The Army Corps of Engineers (ACOE) has undertaken multiple improvement projects in the last few years, starting with the “cut off wall” construction for some 21 miles from Port Mayaca south to Belle Glade beginning in 2007, and now has undertaken a multi-year project to replace a number of culverts that pass through the dike itself.
The culverts in question were installed when the dike was built in the 1930s and have started to deteriorate. To replace a culvert is an 18-to-24 month project.
First cofferdams are installed on the lakeside and landside of the dike and then a large portion of the dike is removed to provide access to the culvert, the old concrete structure is broken up and removed and a new one is formed up and cast in its place, and finally, the dike is rebuilt around the new culvert and the cofferdams are removed. According to John H Campbell, Public Affairs Specialist for the Jacksonville District of the Army Corps of Engineers they are “currently focusing on 32 water control structures (a/k/a “culverts”) that provide local access to water/drainage. Of the 32 targeted structures one has been removed and four others replaced and 19 more are currently under contract in various stages of replacement.”

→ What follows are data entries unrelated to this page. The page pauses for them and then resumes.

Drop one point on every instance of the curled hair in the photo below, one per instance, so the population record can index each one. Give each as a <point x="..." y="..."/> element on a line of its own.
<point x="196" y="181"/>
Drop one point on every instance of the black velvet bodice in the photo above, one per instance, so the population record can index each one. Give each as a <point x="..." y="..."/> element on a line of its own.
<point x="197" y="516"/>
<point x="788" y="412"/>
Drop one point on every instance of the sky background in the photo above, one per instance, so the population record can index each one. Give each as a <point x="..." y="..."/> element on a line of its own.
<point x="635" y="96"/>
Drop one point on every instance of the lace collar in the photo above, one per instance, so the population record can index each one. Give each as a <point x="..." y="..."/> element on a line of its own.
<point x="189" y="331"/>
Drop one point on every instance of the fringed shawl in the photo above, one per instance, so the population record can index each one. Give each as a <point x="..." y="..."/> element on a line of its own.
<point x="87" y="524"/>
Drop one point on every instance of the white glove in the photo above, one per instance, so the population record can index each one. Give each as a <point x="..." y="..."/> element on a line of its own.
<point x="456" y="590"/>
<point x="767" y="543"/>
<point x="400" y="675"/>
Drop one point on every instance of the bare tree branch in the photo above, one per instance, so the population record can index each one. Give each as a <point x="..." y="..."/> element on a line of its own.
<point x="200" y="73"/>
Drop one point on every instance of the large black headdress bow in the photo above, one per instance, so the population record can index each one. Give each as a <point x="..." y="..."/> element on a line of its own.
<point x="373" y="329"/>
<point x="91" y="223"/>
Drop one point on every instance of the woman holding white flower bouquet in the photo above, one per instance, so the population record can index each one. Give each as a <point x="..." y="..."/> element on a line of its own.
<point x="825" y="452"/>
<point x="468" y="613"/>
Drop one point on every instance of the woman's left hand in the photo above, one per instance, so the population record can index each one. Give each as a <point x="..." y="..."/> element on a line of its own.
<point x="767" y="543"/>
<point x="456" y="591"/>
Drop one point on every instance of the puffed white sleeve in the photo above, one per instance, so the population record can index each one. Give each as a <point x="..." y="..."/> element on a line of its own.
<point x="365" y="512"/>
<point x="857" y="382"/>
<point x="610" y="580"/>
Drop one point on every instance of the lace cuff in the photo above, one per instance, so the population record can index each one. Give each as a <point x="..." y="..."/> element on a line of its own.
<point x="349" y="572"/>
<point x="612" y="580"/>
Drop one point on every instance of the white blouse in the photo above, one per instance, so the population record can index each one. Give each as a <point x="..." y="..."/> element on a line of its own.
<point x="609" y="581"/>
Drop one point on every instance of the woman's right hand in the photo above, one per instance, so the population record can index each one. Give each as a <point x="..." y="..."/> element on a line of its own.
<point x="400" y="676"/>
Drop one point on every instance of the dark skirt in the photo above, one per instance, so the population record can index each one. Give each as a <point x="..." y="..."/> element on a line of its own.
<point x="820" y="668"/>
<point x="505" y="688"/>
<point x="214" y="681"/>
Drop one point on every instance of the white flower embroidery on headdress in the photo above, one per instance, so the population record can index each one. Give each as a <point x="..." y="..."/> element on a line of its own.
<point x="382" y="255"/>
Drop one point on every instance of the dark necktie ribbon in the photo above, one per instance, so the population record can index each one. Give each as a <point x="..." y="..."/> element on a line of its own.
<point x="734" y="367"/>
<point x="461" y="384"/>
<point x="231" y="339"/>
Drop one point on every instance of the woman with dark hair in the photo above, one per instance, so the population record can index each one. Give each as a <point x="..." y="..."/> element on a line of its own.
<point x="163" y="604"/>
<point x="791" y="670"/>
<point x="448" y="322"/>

In a recent trip around the lake, I was paying particular attention to access to the LOST with the idea of perhaps trying to ride some on the south side of the lake. What I encountered was GRIM to say the least. Nearly all the LOST trail access points, identified on the map provided by the ACOE, are closed.
According to the ACOE and John H Campbell, “Our policy has been to close portions of the trail between trailheads when construction is occurring that impacts the users ability to use 100 percent of the path between the access points. With some stretches of the trail having multiple culverts to replace, it wouldn’t be surprising to see certain portions closed for five years.”
Other than the portion of the LOST from Nubbin Slough to Port Mayaca, there are not many places to ride or walk anymore.
Some residents of Clewiston have taken exception to the extended loss of access to the LOST and the Florida National Scenic Trail, which follows the LOST around the lake and held a series of meetings with the ACOE. They claimed that the loss of access was impacting their health as it removed a recreational area, and impacted the town with a loss of revenue caused by the impact to the tourist industry due to the closures.
Clewiston resident Terry Gardner can see some of the construction from his back yard. Through meetings with the ACOE, they were finally provided an access to the LOST, past the local construction in the form of a path along a construction road, fenced on both sides, and mostly of sand. Their current issue with this access is that the fence is covered privacy fabric and blocks any breeze from the lake, as well as water views and is nearly a mile in length making for a very hot transit to the small open portion of the path in the warmer months. They have contacted the ACOE and cannot get the fabric removed, or even changed to a more open weave, which would allow some of the breeze through.
Additionally, the news from the ACOE in regards the path on the south side of the lake is very bad.
“In 2017, we plan to resume the installation of the cutoff wall west of Belle Glade. It is our intent to install 35 additional miles of cutoff wall through Lake Harbor, Clewiston, Moore Haven and Lakeport. Our current expectation is that the work will run until the mid-2020s, possibly near to the year 2025,” said Mr. Campbell. The only good news he had to share was that: “Our contractors are instructed to return the trail to its pre-construction condition.
Thus, any portions of the trail that were paved before the construction began will have the pavement replaced.”